Ustalığa değil çıraklığa talip olanlara koca koca binalardansa duvardaki taşları görebilmenin, onlarla konuşabilmenin değerini anlatıyor Ayçil. İnsan bazen kendini sayısız sorunla boğuşurken bulur. Çok kısa bir süre sonra da bir ağaçla konuşurken. Derken ölümü hatırından çıkarmadan yaşadığını anımsar ve her şeyde ölümü gördüğünü, ölümle konuştuğunu, ölümle hissettiğini.

Yenilgiden Dönerken'de Sevgili Tütün ve Ekmeğin Güzelliği gibi yıllar sonra, tekrar tekrar okunabilecek yazılar da var. Uzun Samsun'u hayatında çok ayrı bir yere koyduğu belli olan Ayçil "seni kanunlara karşı aşkla savunacağız" diyor. Türk evlerini ayakta tutan bir gaye, bir kutsiyet olan ekmeğe içten iki cümleyle veda ediyor: "Bizim kıyametimiz, eve ekmek götüremediğimiz gün başlıyor. Bu yüzden en mahrem utancımız sensin."

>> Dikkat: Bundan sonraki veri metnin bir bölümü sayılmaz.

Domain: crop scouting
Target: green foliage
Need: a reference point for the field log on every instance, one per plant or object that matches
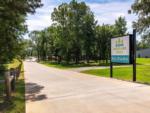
(75, 36)
(142, 9)
(12, 25)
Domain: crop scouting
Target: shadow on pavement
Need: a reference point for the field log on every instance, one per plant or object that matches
(33, 91)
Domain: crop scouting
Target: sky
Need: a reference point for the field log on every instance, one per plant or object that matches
(105, 11)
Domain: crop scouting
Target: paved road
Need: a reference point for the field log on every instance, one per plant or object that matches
(50, 90)
(94, 67)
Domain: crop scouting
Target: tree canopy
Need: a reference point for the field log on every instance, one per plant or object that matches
(75, 35)
(12, 25)
(142, 9)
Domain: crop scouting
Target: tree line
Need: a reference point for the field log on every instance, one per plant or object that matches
(75, 35)
(13, 15)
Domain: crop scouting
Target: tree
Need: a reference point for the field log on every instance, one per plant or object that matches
(76, 29)
(120, 25)
(142, 9)
(12, 25)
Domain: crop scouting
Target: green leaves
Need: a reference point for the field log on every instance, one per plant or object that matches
(12, 25)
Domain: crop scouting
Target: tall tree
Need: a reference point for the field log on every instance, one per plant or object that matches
(120, 25)
(142, 9)
(12, 25)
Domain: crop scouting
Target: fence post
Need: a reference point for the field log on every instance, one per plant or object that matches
(13, 72)
(7, 84)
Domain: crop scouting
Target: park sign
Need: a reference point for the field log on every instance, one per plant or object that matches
(120, 50)
(123, 51)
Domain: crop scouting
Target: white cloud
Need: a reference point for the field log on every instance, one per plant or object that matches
(105, 13)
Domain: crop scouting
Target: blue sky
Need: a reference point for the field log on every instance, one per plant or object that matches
(105, 11)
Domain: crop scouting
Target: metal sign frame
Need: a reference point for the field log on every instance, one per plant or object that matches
(132, 55)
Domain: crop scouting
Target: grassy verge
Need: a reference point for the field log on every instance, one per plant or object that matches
(125, 73)
(17, 103)
(68, 66)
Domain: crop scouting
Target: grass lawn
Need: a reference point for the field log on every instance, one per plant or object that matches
(125, 73)
(17, 104)
(68, 66)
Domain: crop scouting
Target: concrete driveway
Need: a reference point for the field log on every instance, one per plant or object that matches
(50, 90)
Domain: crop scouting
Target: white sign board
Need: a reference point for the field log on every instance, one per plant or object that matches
(120, 49)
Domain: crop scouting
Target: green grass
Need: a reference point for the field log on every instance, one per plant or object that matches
(67, 66)
(125, 73)
(17, 102)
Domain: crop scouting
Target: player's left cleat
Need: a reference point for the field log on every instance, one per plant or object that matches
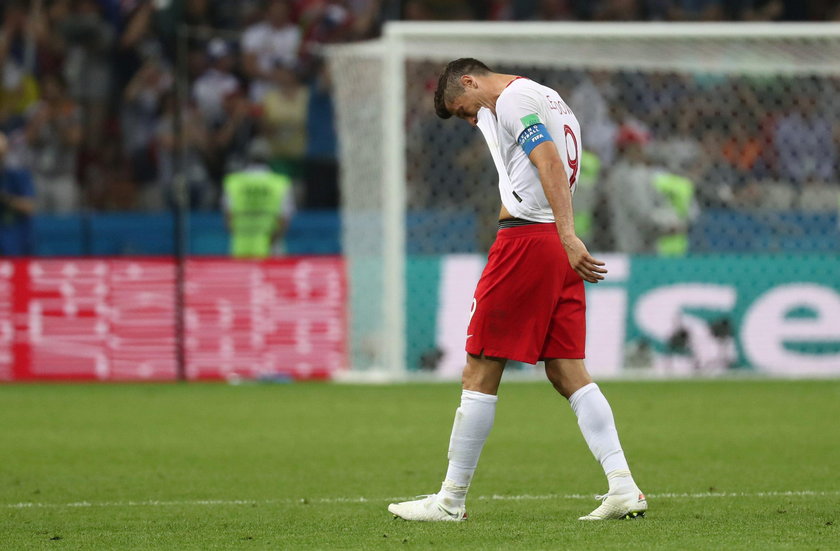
(428, 509)
(619, 506)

Metin yazmanın, kitap okumanın üzerine eğilen çok değerli denemeler de var bu kitapta. Büyük Yapıt başlıklı deneme Don Quijote üzerinden bizi hem yeni bir kitap hazırlayan yazarın heyecanına, sancılarına ortak ediyor hem de bir romanda kahramanın ne denli önemli olduğuna. Sadece Don Quijote değil, Oblomov ve Raskolnikov da 'nasıl kahraman olunur'a birer misal teşkil ediyor. Bir Şairin Çantasında, özellikle dünya edebiyatı ve felsefe okumaları yapmaya yeni başlayan, bilhassa genç okurlar için lezzetli bir yazı. Bol bol not alabilirler, okuma listesi çıkarabilirler. Ayçil'in bu denemesinde andığı edebiyatçılardan yabancı olanları şöyle sıralayabiliriz: Georges Perec, Gabriel Garcia Marquez, Dino Buzzati, Andre Malraux, Thomas Bernhard, Nick Hornby, Louis-Ferdinand Celine, Anton Çehov, Guy de MaupassantEdgar Allan PoeJorge Luis BorgesMarguerite Yourcenar... Yerlilerden de şu isimler geçiyor: Halide Edip, Safiye Erol, Sadık Hidayet, Yusuf Atılgan, Ahmet Hamdi Tanpınar, Refik Halit Karay, Orhan Pamuk, Hasan Ali Toptaş, Mustafa Kutlu... Madem isimlerin hepsine değindik, düşünürleri de yazmak lâzım: Karl Popper, Ortega y Gasset, Ali Şeriati, Daryush Shayegan, Anthony Giddens, Michel Foucault, Emil Cioran. Şairler? Çok güzel bir üçlü var burada da: Ezra Pound, Turgut Uyar, Yunus...

Bir yazarın eski kitaplarını yıllar sonra yeniden okumayı, kurcalamayı, yeniden 'kendime notlar' çıkarmayı seviyorum. Bu, evi ikinci kez temizlemek gibi bir şey.